Government Medical College, Udhampur
- Motto: Education Treatment Research
- Type: Medical college and hospital
- Established: 2023; 3 years ago
- Affiliations: National Medical Commission
- Academic affiliations: University of Jammu
- Principal: Dr. Parmod Kalsotra
- Location: Udhampur, Jammu and Kashmir, India 32°55′11″N 75°07′59″E﻿ / ﻿32.91962°N 75.13310°E
- Campus: Urban;
- Website: gmcudhampur.in

= Government Medical College, Udhampur =

India, cultural and specific, educate medicine with regulation

Government Medical College, Udhampur (GMC Udhampur) is a tertiary referral Government Medical college in Udhampur, Jammu and Kashmir, India.

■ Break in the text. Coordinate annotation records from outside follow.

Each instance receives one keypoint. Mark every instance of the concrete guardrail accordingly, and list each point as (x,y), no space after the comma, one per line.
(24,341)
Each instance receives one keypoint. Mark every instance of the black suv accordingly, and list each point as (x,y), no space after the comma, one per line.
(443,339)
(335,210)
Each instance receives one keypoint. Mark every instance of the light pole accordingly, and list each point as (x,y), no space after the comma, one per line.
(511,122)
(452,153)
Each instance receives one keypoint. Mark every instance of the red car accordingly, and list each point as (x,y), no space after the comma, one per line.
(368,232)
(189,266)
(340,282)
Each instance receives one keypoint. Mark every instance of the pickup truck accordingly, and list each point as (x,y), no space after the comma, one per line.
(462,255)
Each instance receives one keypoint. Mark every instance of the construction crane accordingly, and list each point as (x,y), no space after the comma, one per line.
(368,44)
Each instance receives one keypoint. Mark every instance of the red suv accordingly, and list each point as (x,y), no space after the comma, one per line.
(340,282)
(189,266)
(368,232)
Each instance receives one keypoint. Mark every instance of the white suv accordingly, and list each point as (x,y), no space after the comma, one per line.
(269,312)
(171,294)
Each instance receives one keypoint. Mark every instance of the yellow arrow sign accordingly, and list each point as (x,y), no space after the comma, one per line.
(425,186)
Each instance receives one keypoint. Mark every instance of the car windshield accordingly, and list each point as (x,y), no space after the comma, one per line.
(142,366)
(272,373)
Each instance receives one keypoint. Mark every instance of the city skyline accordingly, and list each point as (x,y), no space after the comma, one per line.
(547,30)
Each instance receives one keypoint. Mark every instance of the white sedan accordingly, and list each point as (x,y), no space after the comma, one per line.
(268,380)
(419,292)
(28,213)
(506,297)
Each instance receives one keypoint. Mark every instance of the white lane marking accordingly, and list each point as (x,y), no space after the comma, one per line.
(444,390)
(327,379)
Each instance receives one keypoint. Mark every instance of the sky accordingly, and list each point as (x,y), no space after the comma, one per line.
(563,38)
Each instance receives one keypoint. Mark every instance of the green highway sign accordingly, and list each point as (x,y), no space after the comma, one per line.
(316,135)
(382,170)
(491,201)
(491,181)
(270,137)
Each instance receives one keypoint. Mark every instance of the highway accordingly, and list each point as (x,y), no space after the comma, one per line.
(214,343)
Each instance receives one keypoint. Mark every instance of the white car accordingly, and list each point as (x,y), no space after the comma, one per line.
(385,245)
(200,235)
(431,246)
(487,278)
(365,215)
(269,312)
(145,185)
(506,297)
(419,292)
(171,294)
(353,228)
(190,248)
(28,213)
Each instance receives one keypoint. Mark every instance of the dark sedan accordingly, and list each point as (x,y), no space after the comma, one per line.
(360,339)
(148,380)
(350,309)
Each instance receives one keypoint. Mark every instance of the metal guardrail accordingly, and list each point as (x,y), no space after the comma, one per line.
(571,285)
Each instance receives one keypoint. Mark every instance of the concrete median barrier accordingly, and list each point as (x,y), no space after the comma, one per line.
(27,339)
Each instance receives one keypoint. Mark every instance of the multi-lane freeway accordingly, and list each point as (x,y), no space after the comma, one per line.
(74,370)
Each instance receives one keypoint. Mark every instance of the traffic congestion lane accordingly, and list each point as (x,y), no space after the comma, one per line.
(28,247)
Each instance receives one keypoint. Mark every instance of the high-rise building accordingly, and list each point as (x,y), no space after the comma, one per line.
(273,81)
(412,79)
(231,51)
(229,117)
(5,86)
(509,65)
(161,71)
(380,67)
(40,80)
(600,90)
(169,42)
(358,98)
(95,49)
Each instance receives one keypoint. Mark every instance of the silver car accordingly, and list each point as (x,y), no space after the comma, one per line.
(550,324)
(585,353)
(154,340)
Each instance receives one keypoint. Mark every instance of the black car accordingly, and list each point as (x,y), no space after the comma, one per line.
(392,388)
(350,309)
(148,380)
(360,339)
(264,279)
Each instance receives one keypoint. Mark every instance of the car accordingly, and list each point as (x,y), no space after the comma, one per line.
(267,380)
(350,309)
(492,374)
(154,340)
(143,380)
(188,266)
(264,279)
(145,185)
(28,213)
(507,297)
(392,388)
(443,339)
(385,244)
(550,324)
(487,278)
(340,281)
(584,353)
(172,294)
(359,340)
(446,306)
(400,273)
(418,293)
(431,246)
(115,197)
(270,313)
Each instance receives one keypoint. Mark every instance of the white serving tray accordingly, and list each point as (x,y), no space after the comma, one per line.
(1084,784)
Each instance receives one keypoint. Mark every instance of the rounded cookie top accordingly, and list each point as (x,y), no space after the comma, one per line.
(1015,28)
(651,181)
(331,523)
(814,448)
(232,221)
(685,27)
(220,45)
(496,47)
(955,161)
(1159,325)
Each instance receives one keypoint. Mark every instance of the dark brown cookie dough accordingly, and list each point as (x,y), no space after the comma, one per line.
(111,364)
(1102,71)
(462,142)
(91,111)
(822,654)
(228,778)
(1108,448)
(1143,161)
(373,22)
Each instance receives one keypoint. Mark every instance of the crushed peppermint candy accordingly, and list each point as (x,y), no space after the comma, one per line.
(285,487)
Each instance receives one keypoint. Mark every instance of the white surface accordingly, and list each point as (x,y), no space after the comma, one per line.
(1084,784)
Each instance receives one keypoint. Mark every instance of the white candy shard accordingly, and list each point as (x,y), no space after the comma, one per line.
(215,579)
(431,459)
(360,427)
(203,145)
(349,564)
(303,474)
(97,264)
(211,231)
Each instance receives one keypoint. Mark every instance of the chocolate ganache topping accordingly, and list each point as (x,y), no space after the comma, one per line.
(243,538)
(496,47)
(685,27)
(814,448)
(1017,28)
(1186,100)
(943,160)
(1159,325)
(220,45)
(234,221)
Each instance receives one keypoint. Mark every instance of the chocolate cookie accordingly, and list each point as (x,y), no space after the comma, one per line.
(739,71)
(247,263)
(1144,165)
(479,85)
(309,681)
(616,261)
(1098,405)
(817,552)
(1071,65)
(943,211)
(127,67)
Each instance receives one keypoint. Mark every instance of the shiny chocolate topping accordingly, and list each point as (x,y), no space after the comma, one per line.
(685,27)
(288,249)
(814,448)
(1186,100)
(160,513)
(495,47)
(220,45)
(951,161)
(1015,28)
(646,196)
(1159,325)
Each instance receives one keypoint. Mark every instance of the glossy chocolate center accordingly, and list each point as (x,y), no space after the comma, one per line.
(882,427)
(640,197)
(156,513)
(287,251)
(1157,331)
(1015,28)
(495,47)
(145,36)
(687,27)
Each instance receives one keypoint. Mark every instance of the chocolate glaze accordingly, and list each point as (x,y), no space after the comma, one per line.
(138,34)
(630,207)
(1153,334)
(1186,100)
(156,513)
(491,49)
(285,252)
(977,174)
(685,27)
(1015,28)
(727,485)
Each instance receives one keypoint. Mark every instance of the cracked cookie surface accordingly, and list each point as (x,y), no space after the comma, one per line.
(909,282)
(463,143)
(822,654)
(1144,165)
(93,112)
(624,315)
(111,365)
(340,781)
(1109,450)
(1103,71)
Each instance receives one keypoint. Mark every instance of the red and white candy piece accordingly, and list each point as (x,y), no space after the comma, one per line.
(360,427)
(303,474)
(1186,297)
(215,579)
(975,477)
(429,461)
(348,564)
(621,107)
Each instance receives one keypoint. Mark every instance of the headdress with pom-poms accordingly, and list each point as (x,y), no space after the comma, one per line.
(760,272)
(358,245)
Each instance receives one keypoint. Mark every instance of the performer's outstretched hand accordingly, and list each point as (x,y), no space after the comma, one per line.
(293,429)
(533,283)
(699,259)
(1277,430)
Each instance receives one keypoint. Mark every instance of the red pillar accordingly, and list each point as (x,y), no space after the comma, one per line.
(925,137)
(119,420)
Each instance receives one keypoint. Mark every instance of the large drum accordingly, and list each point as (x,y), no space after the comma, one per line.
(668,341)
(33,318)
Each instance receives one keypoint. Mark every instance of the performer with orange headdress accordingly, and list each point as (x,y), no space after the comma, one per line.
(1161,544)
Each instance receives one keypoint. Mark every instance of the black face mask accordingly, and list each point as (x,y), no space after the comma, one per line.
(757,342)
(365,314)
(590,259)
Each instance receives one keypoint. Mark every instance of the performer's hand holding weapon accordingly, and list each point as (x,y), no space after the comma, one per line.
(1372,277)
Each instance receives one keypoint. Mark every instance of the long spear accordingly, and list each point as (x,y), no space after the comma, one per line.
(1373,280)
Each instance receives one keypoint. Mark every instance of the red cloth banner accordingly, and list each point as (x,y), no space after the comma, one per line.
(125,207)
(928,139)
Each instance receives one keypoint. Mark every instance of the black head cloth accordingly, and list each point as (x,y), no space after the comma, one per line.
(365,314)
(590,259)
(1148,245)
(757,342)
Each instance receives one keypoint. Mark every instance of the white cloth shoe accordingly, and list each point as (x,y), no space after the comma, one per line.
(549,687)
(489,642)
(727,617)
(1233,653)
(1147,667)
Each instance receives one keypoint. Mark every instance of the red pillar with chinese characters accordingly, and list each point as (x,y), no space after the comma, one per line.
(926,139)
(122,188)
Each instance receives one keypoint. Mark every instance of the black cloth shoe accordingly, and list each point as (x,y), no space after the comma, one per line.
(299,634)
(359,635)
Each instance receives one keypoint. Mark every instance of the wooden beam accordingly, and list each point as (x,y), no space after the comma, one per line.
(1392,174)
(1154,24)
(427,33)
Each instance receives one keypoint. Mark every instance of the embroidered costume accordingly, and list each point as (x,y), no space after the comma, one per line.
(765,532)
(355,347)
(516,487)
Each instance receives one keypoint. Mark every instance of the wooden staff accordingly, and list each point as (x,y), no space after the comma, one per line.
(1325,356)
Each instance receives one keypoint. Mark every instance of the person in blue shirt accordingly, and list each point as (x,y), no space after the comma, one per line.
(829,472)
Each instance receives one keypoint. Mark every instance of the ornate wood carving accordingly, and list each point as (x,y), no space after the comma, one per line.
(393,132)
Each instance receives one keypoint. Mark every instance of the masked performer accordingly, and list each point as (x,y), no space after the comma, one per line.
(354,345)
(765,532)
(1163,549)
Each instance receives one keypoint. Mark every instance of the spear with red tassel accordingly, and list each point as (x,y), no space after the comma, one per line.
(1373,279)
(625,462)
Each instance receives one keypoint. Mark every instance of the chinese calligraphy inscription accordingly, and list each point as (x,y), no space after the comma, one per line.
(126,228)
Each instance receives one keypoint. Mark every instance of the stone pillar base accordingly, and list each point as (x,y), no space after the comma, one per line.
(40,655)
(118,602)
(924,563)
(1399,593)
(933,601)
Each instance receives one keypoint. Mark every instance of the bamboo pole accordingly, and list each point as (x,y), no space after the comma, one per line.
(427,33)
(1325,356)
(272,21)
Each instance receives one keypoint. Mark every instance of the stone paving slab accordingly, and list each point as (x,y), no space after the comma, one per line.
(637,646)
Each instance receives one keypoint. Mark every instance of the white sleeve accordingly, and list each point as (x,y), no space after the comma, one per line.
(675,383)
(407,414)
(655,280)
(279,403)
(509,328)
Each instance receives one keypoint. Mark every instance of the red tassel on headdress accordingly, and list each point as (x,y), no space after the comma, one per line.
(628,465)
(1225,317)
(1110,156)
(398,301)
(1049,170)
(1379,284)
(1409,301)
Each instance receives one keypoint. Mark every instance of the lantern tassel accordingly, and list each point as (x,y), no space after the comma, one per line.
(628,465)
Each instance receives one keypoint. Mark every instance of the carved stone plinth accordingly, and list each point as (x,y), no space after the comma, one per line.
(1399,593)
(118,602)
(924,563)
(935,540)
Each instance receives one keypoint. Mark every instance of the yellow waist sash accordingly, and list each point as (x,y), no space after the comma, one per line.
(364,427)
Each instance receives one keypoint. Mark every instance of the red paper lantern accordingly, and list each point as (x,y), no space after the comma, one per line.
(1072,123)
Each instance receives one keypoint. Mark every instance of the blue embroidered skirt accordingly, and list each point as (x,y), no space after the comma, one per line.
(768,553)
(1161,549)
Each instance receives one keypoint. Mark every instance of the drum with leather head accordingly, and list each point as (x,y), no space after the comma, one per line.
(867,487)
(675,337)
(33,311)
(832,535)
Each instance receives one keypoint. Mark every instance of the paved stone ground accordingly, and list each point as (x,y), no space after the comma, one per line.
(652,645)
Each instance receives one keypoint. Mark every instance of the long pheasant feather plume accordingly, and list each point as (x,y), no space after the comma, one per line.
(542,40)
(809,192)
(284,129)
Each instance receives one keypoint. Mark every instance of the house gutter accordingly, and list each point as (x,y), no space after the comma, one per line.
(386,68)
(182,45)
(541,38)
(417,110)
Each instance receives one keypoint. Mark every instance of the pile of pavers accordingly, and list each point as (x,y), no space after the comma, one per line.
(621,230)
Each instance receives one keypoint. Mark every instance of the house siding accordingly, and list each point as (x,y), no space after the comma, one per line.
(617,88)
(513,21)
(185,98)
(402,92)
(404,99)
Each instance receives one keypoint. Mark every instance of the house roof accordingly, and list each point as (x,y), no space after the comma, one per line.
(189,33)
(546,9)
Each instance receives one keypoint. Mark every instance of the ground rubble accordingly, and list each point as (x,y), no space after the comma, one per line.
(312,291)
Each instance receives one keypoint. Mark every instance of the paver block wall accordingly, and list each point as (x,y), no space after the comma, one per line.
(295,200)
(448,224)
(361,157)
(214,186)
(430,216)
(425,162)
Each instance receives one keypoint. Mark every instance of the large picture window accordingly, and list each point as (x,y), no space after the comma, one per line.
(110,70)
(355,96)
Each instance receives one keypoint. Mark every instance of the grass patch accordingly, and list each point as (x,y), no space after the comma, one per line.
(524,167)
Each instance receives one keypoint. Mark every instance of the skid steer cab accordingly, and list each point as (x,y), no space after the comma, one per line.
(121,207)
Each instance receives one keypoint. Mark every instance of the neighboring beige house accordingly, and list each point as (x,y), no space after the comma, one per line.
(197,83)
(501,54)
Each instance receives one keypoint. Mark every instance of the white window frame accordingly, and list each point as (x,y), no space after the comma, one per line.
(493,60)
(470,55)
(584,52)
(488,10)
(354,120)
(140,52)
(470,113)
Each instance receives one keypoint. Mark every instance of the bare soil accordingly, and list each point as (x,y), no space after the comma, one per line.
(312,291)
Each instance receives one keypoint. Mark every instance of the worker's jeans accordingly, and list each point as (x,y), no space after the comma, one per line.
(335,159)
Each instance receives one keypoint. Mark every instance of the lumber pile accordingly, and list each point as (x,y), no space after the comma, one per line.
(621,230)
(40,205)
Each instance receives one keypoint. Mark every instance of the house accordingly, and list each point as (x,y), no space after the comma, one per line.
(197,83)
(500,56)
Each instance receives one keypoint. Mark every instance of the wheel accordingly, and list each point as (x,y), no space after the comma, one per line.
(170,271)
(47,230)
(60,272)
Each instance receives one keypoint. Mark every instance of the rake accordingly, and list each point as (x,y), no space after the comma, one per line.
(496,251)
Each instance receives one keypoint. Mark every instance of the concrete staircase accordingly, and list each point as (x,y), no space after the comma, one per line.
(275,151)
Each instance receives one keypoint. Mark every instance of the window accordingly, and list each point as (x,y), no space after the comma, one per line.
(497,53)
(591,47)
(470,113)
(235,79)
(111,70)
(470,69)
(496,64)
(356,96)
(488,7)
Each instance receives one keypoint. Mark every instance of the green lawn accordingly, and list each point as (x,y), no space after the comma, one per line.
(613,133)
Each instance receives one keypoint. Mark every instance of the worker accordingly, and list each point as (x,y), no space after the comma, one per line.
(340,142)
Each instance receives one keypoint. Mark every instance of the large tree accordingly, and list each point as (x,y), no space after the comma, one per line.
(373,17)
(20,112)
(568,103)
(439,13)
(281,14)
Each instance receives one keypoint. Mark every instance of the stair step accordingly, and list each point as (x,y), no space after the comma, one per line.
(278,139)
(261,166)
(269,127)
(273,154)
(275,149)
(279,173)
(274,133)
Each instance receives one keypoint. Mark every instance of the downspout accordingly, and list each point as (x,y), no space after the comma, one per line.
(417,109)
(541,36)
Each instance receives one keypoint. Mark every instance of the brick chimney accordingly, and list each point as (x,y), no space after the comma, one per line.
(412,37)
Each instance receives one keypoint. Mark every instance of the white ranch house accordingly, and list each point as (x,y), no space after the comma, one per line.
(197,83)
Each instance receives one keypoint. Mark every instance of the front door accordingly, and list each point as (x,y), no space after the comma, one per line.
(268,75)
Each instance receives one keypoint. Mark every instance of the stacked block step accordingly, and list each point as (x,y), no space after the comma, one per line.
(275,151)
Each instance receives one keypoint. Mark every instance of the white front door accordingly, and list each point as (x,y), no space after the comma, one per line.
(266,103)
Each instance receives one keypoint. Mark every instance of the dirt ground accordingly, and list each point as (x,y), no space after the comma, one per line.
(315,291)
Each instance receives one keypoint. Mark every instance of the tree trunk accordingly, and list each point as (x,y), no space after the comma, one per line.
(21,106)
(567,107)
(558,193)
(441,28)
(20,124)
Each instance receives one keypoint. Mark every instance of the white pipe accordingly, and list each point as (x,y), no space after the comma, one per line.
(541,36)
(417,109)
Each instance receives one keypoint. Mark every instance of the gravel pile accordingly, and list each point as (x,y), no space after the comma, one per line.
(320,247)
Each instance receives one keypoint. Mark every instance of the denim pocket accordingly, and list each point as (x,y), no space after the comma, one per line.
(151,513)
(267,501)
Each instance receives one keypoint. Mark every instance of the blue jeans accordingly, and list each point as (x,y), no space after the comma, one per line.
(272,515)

It was established in the year 2023. The college is affiliated with the University of Jammu and is recognised by National Medical Commission. The hospital associated with the college is one of the largest hospitals in the Udhampur district. The selection to the college is done on the basis of merit through National Eligibility and Entrance Test. Yearly undergraduate student intake is 100 from the year 2023.

==Courses==
Government Medical College, Udhampur undertakes education and training of MBBS courses. This college has been offering 100 MBBS seats since 2023.